Two years ago, Brian Krusz, co-founder and director of growth and development at Sgt. Clean Car Wash, brought on a financial partner, Prairie Capital, who he says has helped the decade-old, 12-location express exterior carwash throw gasoline on its fire.
Finding the right time to sell a stake in his business, however, wasn't easy. To make the determination, he had to take into account where the company started, what it had accomplished and the pains that it had to go through to get there.
"Our first location had 176 liens on the property," Krusz said at the Cleveland Smart Business Dealmakers Conference. "The businesses that I was in in the past were laundromats, beverage stores and car washes. These are all cash businesses. We weren't a bankable business. So, it was always difficult for us to go to the bank and explain how we wash cars, how we create revenue and how we employ good team members. For us, it became a point where we started thinking about that more and more often; how do we partner with somebody that can help us so we're not re-explaining every six months what a carwash does, how to market the carwash, and so on and so forth."
The company's vision was to maximize the good things that it did and replicate that at more locations. But it needed a way to do that quicker. It's then, he says, that selling became the idea that increasingly was discussed.
As the business grew, and the idea of selling became more of a reality, it required Krusz to grow, too — from what he calls a shopkeeper to a businessman. That change happed for Krusz as the business was expanding from four to five locations, and it was pivotal.
"At that particular point I addressed about 60,70 team members — and everybody was there," he says. "It was a very emotional time where I said, The buck does not stop at Brian. If we're going to grow as a company, I don't need to know every marketing thing. I don't need to know every IT solution, who all the team members are that show up at eight o'clock at one of the locations. And I think that was at a really good point because when it came to Prairie Capital, I already had made that decision. Going from majority to minority is a process. And I had already got my mindset in there because I gave the company to the team who we hired and said, You go do marketing, you run operations, you run finance, and I'm going get out of your way. And it was a little bit easier for me to do that."

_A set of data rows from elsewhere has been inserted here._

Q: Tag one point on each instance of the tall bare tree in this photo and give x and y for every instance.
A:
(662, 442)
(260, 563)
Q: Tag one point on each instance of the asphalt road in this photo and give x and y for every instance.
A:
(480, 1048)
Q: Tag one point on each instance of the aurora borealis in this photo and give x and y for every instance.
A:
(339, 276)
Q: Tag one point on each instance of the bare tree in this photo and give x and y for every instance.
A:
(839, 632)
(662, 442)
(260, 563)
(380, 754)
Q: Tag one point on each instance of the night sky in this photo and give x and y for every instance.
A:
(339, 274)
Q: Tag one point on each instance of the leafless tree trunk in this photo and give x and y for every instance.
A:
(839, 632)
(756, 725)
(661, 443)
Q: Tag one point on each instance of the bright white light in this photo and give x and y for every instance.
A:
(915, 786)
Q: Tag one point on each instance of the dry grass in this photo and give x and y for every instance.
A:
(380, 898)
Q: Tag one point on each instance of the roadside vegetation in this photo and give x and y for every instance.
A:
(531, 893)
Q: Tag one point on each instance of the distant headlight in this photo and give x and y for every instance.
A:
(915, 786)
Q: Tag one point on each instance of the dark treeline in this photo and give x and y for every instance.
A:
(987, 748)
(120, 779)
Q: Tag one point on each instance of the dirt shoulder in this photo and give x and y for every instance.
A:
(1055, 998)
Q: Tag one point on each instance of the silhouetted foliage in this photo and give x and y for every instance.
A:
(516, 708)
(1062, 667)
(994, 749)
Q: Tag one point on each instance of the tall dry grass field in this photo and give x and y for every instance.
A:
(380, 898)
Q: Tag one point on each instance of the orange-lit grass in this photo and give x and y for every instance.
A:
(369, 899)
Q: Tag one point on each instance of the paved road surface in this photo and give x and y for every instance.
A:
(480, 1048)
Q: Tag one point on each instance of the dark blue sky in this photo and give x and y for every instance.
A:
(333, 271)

Krusz says well before the deal, the company had made some acquisitions and had greenfields that it planned to build on, which gave them a nice pipeline. But one of the questions ahead of conversations with potential partners was, are they sellable? Answering that meant looking inside and out and addressing any issues so they could set themselves up for success. That way, when they got the phone call, they were ready to go.
"How can you explain what you do in a simplistic way? And is it replicable — can you just do this over and over and over again? And what does the business model look like?" Krusz says. "For us, we wash cars and let the people vacuum for free. And then we just look at the sustainability of that and can we replicate this. They saw that, we saw that, and they came with a lot of capital to get us there sooner rather than later. But I hate to have received that phone call and then our house wasn't in order."